Warehouse Queueing Sustained (>5 queries queued), Snowflake

Card class: Hero • Category: Nerve Centre

At a glance

An alert that fires when a Snowflake warehouse holds more than 5 queries waiting in its queue for a sustained 10-minute window. Queueing is Snowflake’s pressure-release valve: when more queries arrive than a warehouse can run concurrently, the extra ones wait rather than fail. A little queueing under a burst is normal. Sustained queueing means the warehouse is structurally undersized for its workload, every queued query is a user or dashboard waiting, and the fix is to upsize the warehouse or enable multi-cluster scaling.


What it tracks	The number of queries waiting in a warehouse’s queue, evaluated against a depth of 5 over a sustained 10-minute window.
Data source	`detail`: Alerts for Warehouse Queueing Sustained (>5 queries queued). Derived from `QUEUED_PROVISIONING_TIME` and `QUEUED_OVERLOAD_TIME` in `QUERY_HISTORY`, plus live warehouse load.
Time window	`10m` (breach must hold across a rolling 10-minute window).
Alert trigger	`queue depth >5 sustained 10m`. More than 5 queries queued, held for the full 10 minutes, not a momentary burst.
Roles	owner, platform, SRE, data engineering

Calculation

Snowflake queues a query when its target warehouse has no free slot to run it. There are two flavours of queue time, and the card reads both:

QUEUED_OVERLOAD_TIME: the query waited because the warehouse was already running at its concurrency limit. This is the demand-vs-capacity signal and the one that matters here.
QUEUED_PROVISIONING_TIME: the query waited while Snowflake spun up additional compute (cold start or cluster add). This is usually brief and expected.

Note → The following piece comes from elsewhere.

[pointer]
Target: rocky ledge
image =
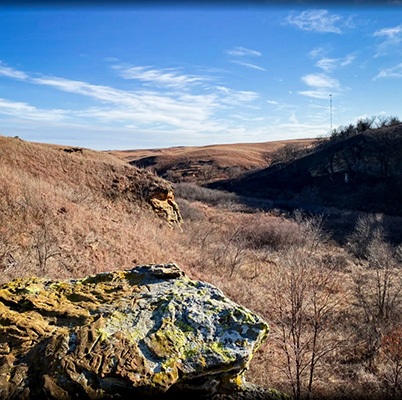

For the live alert the engine measures the instantaneous queue depth per warehouse, the count of queries currently waiting rather than running, and tracks it over the rolling window:

queue_depth(warehouse) = count of queries currently QUEUED on that warehouse

FIRE when queue_depth > 5 sustained for the full 10m window

The depth is evaluated per warehouse, not account-wide, because the remedy is per warehouse: upsizing BI_WH does nothing for a queue on TRANSFORM_WH. The 10-minute sustain requirement is deliberate. A scheduled batch kicking off, or a dashboard with twenty panels all firing at once, can spike the queue for a minute and drain naturally. Paging on that would be noise. A queue that stays above 5 for ten minutes is not a burst, it is the warehouse failing to keep up with steady demand, which is exactly the structural problem the card exists to surface. The historic backing numbers (QUEUED_OVERLOAD_TIME summed per query) let you confirm after the fact how much aggregate wait time the queue cost.

Worked example

A platform team runs BI_WH, a Medium warehouse single-cluster, serving a fleet of ecommerce dashboards used by merchandising, ops, and finance. At 09:00 on 05 May 26 the working day starts and everyone opens their boards at once. Snapshot of BI_WH across the 09:00 to 09:10 window:

Metric	Value (sustained over 10m)
Warehouse size	Medium (max concurrency ~8 at default)
Running queries	8 (at the concurrency ceiling)
Queued queries	11
Avg queue wait per query	38 seconds

Queue depth held at 11 for the full ten minutes, so the alert fired at 09:06. The picture is unambiguous: the warehouse is pinned at its concurrency limit and a backlog is building rather than draining. The on-call platform engineer acts in order:

Confirm it is overload, not provisioning. The queued queries show QUEUED_OVERLOAD_TIME, not provisioning time, so this is genuine demand exceeding capacity, not a cold start. Confirmed.
Choose the right lever. Two options: scale up (bigger warehouse, more concurrency per cluster) or scale out (enable multi-cluster so Snowflake adds clusters under load and removes them when it drains). For a spiky BI workload that is busy at 09:00 and quiet by 09:30, scale out is the better fit: set BI_WH to multi-cluster with MIN_CLUSTER_COUNT = 1, MAX_CLUSTER_COUNT = 3, SCALING_POLICY = STANDARD.
Apply and watch the drain. After enabling multi-cluster, Snowflake adds a second cluster within seconds, running capacity roughly doubles, and the queue should fall below 5 within a couple of minutes. The card auto-resolves when depth drops under threshold for the window.
Right-size the ceiling, not just the floor. Multi-cluster only adds clusters up to MAX_CLUSTER_COUNT. If the queue returns, raise the max or move the heaviest dashboards to their own warehouse.

Impact framing:
  11 queued queries x ~38s average wait = users staring at spinning dashboards every morning.
  Cost trade-off: multi-cluster adds credits only while the extra cluster runs (~30 min/day here),
  far cheaper than permanently upsizing to a Large that sits idle the other 23 hours.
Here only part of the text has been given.